Two thirds of AGED CARE staff unvaccinated
Federal Department of Health data showed that as of 25 June, two thirds of aged care staff nationally had not received a single dose of vaccine.
“The government is putting the onus on individual workers to get vaccinated rather than supplying vaccines at the workplace as promised,” Janine said.
“It (COVID vaccination) is a big issue that aged care staff talk about all the time.
“We get our annual flu shots at work, usually just before starting a shift. The company arranges it and it’s convenient.
“Why couldn’t the government do the same with the COVID vaccine? Some staff at my facility got residents’ leftovers but otherwise we have to make our own arrangements.”
She said nursing home staff are “badly understaffed, burnt out and exhausted.”
“The last thing we want is to have to fight to get an appointment at a doctor or clinic when vaccines – especially Pfizer – are still in short supply.
“One of our members had to drive for an hour to get his first shot,” Janine said. The only day available for his second appointment was a day he worked so he had to take annual leave, which he’s not happy about.

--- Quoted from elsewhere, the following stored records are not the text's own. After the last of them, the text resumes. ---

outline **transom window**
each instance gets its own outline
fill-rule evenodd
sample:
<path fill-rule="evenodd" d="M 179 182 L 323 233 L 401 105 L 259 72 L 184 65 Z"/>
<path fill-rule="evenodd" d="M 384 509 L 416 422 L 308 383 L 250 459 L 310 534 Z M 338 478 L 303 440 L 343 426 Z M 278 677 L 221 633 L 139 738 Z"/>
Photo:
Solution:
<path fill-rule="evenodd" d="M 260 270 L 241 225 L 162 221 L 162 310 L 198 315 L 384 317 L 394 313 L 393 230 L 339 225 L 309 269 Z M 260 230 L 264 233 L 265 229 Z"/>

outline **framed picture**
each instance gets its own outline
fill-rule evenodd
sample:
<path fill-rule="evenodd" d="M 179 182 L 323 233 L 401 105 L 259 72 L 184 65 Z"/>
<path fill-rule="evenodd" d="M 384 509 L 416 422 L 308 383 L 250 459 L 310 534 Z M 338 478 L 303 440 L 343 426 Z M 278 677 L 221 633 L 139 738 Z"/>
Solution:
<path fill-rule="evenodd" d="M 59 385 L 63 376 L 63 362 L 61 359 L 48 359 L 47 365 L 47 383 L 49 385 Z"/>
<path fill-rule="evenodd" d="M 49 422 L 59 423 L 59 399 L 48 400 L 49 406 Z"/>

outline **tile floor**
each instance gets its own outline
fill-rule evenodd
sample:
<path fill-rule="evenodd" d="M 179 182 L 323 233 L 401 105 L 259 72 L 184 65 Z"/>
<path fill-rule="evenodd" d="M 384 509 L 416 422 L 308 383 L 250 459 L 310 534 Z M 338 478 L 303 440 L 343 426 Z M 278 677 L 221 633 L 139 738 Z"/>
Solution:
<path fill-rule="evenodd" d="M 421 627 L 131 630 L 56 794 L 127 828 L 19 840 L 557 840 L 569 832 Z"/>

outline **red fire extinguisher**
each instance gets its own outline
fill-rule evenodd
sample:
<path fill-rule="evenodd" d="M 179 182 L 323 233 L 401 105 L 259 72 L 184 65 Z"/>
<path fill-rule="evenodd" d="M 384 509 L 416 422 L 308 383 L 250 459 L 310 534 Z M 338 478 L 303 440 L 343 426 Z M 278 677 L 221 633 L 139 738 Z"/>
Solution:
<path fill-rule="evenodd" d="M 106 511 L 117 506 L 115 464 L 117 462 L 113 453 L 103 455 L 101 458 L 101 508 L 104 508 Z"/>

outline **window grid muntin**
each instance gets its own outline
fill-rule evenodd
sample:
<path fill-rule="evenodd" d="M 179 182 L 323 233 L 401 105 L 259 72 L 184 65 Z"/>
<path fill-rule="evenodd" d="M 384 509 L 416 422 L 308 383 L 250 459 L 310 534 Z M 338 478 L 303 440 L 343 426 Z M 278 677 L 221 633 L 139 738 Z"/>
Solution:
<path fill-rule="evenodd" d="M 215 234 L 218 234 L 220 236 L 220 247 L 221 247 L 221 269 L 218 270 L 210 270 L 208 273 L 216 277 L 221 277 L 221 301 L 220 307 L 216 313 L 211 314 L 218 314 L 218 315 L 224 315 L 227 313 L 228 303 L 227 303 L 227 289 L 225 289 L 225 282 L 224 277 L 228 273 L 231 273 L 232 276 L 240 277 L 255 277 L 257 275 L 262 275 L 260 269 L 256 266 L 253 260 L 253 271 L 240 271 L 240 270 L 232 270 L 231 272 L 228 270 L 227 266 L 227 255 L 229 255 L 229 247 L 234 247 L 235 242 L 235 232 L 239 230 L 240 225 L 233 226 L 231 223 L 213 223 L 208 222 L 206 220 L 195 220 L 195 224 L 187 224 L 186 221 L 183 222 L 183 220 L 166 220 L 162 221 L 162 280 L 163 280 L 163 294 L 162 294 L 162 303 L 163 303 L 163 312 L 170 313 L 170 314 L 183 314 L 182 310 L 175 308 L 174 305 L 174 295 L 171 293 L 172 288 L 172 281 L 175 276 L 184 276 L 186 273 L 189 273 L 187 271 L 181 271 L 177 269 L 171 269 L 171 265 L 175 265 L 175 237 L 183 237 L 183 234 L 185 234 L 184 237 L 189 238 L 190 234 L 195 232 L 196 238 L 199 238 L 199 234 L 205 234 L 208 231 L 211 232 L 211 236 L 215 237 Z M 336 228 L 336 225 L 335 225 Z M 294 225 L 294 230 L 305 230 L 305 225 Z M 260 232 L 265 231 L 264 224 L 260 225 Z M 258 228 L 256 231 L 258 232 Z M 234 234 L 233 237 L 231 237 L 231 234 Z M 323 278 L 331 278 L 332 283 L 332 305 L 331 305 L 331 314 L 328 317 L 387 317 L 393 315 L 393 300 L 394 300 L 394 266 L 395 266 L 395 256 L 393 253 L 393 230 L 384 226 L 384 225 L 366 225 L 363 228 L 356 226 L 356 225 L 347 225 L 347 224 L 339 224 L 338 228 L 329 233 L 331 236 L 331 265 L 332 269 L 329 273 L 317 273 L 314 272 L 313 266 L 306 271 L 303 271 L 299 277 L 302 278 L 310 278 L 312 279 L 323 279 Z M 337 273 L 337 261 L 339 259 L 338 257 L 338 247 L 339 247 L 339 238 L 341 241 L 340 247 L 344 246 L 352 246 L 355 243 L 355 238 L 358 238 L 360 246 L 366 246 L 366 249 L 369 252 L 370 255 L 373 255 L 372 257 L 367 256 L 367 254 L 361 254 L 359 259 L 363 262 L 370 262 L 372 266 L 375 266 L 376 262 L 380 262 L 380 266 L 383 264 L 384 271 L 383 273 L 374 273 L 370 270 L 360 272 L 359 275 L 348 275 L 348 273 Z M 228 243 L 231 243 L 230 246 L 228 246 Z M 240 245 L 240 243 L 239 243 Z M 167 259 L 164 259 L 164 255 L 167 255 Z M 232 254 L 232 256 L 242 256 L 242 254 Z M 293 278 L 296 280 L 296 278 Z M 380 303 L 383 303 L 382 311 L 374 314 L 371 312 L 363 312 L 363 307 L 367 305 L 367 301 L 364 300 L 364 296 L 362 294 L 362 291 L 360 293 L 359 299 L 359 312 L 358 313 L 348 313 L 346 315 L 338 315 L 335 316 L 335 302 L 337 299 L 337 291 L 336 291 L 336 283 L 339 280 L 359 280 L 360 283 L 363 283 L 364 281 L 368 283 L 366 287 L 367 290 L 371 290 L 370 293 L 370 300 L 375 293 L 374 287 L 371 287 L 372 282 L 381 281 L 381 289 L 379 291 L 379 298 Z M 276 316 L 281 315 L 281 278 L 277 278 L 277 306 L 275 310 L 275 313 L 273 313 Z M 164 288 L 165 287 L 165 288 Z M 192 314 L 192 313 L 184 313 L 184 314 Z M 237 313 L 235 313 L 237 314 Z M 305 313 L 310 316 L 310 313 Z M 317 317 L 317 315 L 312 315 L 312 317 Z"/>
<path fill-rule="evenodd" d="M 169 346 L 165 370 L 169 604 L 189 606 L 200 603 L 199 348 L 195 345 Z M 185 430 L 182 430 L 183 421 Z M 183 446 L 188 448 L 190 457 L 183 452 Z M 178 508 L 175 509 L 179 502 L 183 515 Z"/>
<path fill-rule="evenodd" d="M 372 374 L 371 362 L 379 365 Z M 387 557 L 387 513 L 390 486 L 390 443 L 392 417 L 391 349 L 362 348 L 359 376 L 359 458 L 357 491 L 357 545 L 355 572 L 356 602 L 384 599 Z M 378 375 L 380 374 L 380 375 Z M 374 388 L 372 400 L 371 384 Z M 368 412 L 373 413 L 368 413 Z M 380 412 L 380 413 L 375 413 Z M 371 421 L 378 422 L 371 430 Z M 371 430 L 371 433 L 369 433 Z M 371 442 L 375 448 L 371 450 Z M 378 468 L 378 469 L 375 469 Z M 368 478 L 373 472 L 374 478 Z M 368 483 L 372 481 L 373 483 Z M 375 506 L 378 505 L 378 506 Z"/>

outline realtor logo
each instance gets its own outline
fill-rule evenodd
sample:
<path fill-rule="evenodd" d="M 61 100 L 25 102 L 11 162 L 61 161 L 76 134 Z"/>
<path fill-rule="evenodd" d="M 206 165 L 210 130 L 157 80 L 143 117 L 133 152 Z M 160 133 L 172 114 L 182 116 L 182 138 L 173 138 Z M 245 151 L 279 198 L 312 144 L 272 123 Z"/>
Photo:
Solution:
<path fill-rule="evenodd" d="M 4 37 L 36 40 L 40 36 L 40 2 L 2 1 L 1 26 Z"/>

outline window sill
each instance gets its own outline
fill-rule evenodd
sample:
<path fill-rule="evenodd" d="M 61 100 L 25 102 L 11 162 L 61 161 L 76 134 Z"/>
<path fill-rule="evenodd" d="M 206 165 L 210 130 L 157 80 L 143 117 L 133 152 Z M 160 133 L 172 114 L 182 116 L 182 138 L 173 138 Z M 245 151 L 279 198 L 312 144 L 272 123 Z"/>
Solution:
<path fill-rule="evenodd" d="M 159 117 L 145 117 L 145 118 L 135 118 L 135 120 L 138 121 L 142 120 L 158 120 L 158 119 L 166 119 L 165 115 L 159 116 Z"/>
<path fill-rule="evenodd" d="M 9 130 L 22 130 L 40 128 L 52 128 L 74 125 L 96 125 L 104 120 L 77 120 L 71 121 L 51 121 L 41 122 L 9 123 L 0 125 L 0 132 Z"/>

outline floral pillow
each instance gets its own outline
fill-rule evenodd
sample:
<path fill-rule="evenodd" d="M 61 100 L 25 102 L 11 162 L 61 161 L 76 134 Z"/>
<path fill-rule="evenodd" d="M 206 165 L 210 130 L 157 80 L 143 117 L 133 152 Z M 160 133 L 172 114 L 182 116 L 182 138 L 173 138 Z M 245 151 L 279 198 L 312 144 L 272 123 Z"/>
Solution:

“Members are asking whether they will get paid time off if the COVID vaccine makes them sick. A lot of people got sick from this year’s flu shot and some of them have used up all their sick leave.”
A sense of abandonment
With the NSW/Victoria border again closed, Albury workers like Janine who live in Victoria also have to cope with long traffic queues, which makes it even harder to arrange medical appointments.
She said members were asking why the government made COVID vaccination mandatory for nursing home staff but not visitors, including contractors.
“In aged care across the board, you cannot come into a facility if you haven’t had your flu shot. The flu shot treats everyone equally – why not the COVID vaccination?”
Janine said the public focus on unvaccinated aged care staff would likely make it even harder to attract workers to the sector.
“It’s always been hard to get enough staff and, now that we are more in the public eye following the royal commission, even less people want to work in aged care.
“We have had a lot of people leave the industry recently and management is finding it hard to replace them, which means we will have to work short.
“There’s a sense of abandonment: staff feel that the government is letting them down again and again on so many levels, including lack of staffing ratios and low pay.
“Aged care workers can walk into disability care and get paid $10 an hour more.”
Janine says that despite negative publicity there is strong community support for aged care workers in the Albury district.
“We’ve had a good response to our campaign to win mandatory ratios for nurses in aged care – recently we collected over 200 signatures on a petition in one day.”